Differentiated Human Immunodeficiency Virus RNA Monitoring in Resource-Limited Settings: An Economic Analysis.

BACKGROUND.: Viral load (VL) monitoring for patients receiving antiretroviral therapy (ART) is recommended worldwide. However, the costs of frequent monitoring are a barrier to implementation in resource-limited settings. The extent to which personalized monitoring frequencies may be cost-effective is unknown. METHODS.: We created a simulation model parameterized using person-level longitudinal data to assess the benefits of flexible monitoring frequencies. Our data-driven model tracked human immunodeficiency virus (HIV)-infected individuals for 10 years following ART initiation. We optimized the interval between viral load tests as a function of patients' age, gender, education, duration since ART initiation, adherence behavior, and the cost-effectiveness threshold. We compared the cost-effectiveness of the personalized monitoring strategies to fixed monitoring intervals every 1, 3, 6, 12, and 24 months. RESULTS.: Shorter fixed VL monitoring intervals yielded increasing benefits (6.034 to 6.221 discounted quality-adjusted life-years [QALYs] per patient with monitoring every 24 to 1 month over 10 years, respectively, standard error = 0.005 QALY), at increasing average costs: US$3445 (annual monitoring) to US$5393 (monthly monitoring) per patient, respectively (standard error = US$3.7). The adaptive policy optimized for low-income contexts achieved 6.142 average QALYs at a cost of US$3524, similar to the fixed 12-month policy (6.135 QALYs, US$3518). The adaptive policy optimized for middle-income resource settings yields 0.008 fewer QALYs per person, but saves US$204 compared to monitoring every 3 months. CONCLUSIONS.: The benefits from implementing adaptive vs fixed VL monitoring policies increase with the availability of resources. In low- and middle-income countries, adaptive policies achieve similar outcomes to simpler, fixed-interval policies.

Routine human immunodeficiency virus (HIV) RNA (viral load [VL]) monitoring is recommended for all patients receiving antiretroviral therapy (ART) by the World Health Organization (WHO) and many national HIV care guidelines [1, 2]. Using VL monitoring to improve patients’ likelihood of virologic suppression benefits patients as well as individuals at risk of HIV infection [1]. Personal benefits include the timely detection of loss of virologic control, which may improve ART choices.

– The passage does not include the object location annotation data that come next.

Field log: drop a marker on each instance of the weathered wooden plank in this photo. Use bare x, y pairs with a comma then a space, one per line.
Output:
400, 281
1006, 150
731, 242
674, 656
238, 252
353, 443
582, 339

Population benefits include the identification of HIV transmission risk, which may lead to public health interventions [3]. Due to its relatively high cost, VL testing is often foregone or conducted infrequently in patients receiving ART in low-resource settings, even though clinical and immunological monitoring are poorly predictive of virologic failure [4]. Because HIV-infected patients benefit from ART initiation even at high CD4 cell counts, routine VL monitoring is increasingly recognized as a critical part of ART programs [5]. The lifelong need for ART implies that the costs of VL monitoring make up an important portion of overall costs of care, estimated at 15%–20% of total cost of care in low-income contexts [6, 7]. However, there is limited evidence to guide VL monitoring frequency, especially differentiated care interventions [2, 8–10]. As a result, mathematical models have been influential, alongside expert opinion, in addressing issues related to the benefits and cost-effectiveness of VL monitoring [11, 12].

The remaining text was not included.